20. De Giazzo à Ponti di Sedrina par les hauts.
Près de la gare de Ponti.
    Voici maintenant San Anton où nous dînons, un peu sur la hauteur, juste à côté du chemin qui conduit à Monte Zucco. Le café dans la cantine des lieux est plaisant avec une jolie serveuse,  et ensuite c’est la grande descente sur Ponti. Il sera difficile de nous faire croire que ce chemin pût être véritablement fréquenté autrefois, c’est-à-dire ait constitué en quelque sorte une artère – la Via Taverna -  par laquelle passaient des cohortes impressionnantes de mulets.

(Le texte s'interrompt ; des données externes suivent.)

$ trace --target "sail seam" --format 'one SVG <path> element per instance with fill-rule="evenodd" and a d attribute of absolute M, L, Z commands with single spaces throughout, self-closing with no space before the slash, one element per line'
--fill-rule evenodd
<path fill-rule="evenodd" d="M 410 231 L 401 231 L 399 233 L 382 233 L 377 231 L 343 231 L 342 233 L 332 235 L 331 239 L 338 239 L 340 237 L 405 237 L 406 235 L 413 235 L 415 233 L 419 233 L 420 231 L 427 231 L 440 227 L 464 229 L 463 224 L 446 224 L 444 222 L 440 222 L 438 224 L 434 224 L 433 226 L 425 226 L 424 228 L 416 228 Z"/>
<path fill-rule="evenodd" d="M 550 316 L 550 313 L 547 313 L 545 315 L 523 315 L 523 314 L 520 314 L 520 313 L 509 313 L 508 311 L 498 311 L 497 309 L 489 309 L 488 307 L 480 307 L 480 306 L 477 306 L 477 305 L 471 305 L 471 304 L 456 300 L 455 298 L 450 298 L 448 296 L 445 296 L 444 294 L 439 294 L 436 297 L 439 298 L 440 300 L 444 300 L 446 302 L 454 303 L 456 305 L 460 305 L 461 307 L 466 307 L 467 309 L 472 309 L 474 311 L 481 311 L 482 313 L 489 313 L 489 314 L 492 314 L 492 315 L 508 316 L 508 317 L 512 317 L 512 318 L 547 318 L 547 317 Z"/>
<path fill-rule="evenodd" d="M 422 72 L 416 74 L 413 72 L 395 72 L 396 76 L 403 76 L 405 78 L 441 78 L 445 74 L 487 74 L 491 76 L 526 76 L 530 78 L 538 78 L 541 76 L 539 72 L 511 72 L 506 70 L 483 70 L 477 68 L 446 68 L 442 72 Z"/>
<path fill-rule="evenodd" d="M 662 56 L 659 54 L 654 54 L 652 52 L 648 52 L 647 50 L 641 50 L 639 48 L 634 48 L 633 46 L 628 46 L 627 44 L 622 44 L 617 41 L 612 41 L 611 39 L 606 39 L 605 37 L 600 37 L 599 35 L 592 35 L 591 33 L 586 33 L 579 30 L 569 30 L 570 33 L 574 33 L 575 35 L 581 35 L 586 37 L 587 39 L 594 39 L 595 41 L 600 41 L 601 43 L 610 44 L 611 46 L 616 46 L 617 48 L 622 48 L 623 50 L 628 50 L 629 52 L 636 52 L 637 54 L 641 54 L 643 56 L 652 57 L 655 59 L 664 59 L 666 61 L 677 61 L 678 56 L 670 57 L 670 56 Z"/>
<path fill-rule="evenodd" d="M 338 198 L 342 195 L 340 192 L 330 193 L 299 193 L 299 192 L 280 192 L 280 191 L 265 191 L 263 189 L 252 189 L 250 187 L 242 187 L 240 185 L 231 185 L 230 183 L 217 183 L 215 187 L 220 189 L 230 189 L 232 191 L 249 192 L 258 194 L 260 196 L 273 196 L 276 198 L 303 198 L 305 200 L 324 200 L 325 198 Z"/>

Il y a tout lieu de penser que la sente ne pouvait que servir à joindre  les localités du haut qui n’étaient pas forcément ravitaillées par le chef-lieu de la commune. Enfin, qui saura ce vieux passé, et surtout qui se souviendra de cette population innombrable habitant des lieux aujourd’hui presque tous désertés, mis à part les agglomérations principales. La pente est si raide que l’on ne peut guère  concevoir une colonisation de la région. Et pourtant de vieux murs  font comprendre au contraire  qu’une intense activité régnait même sur de telles déclivités, et que ce qui n’est plus actuellement  qu’une forêt épaisse, constituait autrefois des champs et des terrains de culture. Et que ces terrasses s’étageant les unes au-dessus des autres,  étaient parfaitement visibles quand l’on était par exemple à Sedrina,  que l’on s’en allait contre Zogno et que le regard soudain portait sur les hauts.